Croissant chupa chups dragée donut apple pie.
A podcast where you join me (Penny!) as I chat to fellow creatives over a cocktail.
I am on a mission to educate, inspire women to overcome health challenges (even if it seems impossible!) and step into the life of their dreams
Did you know you can make a healthy meal plan for the week and it doesn’t have to include ‘chicken and broccoli!?’.
So many women have had the experience of asking for a meal plan and wound up following a soul-less meal plan with all the foods they love GONE, and everything they hate but feel they have to love in order to be healthy.
You can achieve amazing health with food balance. You just prioritise what you love first, and build the whole food options around it.
If you plan your favourite foods, you won’t feel depressed when you look at your food for the week.
Bulk prep makes life much, much easier. For example, a lunch of beef mince with sweet potato mash and a handful of corn chips – you can cook at least 4 of these up in the same time it would take you to cook one.

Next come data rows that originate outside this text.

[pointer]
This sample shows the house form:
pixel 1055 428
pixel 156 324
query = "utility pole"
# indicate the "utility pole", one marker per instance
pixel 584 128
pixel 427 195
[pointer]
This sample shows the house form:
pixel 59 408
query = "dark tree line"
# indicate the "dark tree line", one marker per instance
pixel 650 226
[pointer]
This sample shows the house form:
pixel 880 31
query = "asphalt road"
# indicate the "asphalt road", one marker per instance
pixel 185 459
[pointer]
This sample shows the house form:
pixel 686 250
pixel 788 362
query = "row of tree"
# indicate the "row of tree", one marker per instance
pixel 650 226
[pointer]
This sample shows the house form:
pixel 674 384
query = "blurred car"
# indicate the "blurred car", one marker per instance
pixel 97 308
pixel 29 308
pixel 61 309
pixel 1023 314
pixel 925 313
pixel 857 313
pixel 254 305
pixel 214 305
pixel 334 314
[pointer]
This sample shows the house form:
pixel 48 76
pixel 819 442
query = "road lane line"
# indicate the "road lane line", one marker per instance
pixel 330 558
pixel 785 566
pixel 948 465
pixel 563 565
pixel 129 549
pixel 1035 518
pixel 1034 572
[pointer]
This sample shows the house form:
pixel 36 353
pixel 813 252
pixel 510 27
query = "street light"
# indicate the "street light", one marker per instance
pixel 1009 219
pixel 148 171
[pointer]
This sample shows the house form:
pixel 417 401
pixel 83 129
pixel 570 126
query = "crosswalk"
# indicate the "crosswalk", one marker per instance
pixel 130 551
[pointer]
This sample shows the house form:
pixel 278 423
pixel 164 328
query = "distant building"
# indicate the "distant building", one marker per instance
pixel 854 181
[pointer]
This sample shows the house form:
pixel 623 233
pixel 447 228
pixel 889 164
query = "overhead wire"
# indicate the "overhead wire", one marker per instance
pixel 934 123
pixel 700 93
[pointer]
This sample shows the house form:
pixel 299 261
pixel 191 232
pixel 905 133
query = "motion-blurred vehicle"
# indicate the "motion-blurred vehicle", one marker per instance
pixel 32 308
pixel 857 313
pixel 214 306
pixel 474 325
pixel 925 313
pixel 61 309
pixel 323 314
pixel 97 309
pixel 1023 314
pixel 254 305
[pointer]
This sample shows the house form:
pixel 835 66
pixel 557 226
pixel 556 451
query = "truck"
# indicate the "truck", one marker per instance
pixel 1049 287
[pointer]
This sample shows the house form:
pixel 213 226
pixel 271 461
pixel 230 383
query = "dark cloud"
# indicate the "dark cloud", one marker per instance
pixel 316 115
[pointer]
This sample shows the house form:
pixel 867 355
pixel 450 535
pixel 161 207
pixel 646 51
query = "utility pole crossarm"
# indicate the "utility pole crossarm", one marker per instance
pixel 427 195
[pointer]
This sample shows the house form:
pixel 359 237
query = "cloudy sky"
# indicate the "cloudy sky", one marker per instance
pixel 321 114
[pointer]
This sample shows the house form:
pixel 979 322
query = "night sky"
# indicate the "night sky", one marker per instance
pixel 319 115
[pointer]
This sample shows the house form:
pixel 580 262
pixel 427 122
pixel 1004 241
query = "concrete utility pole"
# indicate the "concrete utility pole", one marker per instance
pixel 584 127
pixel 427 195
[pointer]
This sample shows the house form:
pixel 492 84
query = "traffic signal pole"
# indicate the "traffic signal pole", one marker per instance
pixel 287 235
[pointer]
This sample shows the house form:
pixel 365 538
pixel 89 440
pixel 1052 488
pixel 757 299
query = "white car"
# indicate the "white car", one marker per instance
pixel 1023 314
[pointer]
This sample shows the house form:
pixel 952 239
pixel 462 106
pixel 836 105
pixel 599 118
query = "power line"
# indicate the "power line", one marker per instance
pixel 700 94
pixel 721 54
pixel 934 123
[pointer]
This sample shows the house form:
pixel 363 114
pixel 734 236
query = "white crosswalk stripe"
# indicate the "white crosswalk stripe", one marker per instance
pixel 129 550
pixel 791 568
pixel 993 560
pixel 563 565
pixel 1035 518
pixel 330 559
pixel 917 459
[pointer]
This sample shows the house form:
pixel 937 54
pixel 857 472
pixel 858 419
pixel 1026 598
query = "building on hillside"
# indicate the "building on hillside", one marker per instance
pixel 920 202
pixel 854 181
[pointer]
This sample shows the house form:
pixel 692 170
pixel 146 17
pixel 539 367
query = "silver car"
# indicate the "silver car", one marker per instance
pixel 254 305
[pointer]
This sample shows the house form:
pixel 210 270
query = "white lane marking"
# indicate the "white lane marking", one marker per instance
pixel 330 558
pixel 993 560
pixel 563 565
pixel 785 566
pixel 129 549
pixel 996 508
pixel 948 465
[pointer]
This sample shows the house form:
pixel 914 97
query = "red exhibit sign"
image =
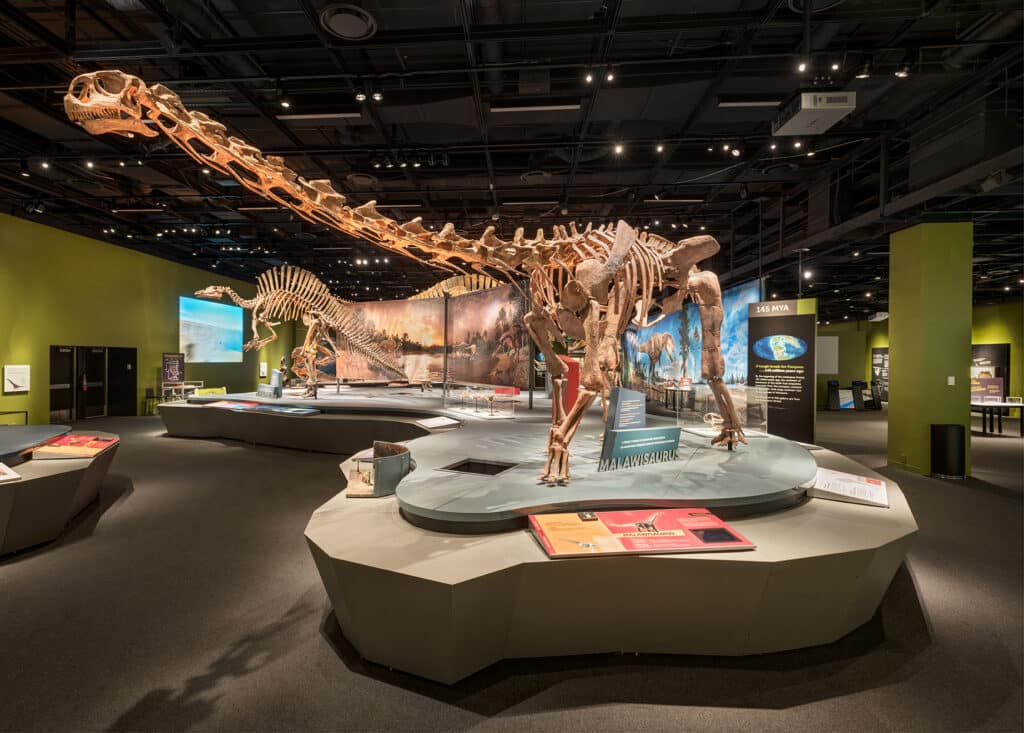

Use that information to guide your food choices. If it’s optimal health you’re aiming for, you would increase the percentage of whole foods you eat (example, you might count that beef mince with corn chips as a ‘treat’ meal, whereas if you were eating for wellbeing, or to ensure you get enough calories in, that post-dinner ice cream might be in there, with the beef and corn chips as dinner).
Note, with the right approach you can also lose weight by eating what you like, within reason.
If you don’t have time to snack, don’t include snacks, just have bigger meals and a desert. You do you.
The lower the inflammation, the faster you’ll feel good and get results. The better you feel, the more likely you are to stick with the plan long term.
Looking for more? In my Female Nutrition course there is everything you need to know about eating a balanced diet, including meal planning, preparation, calories and macros. Literally, everything.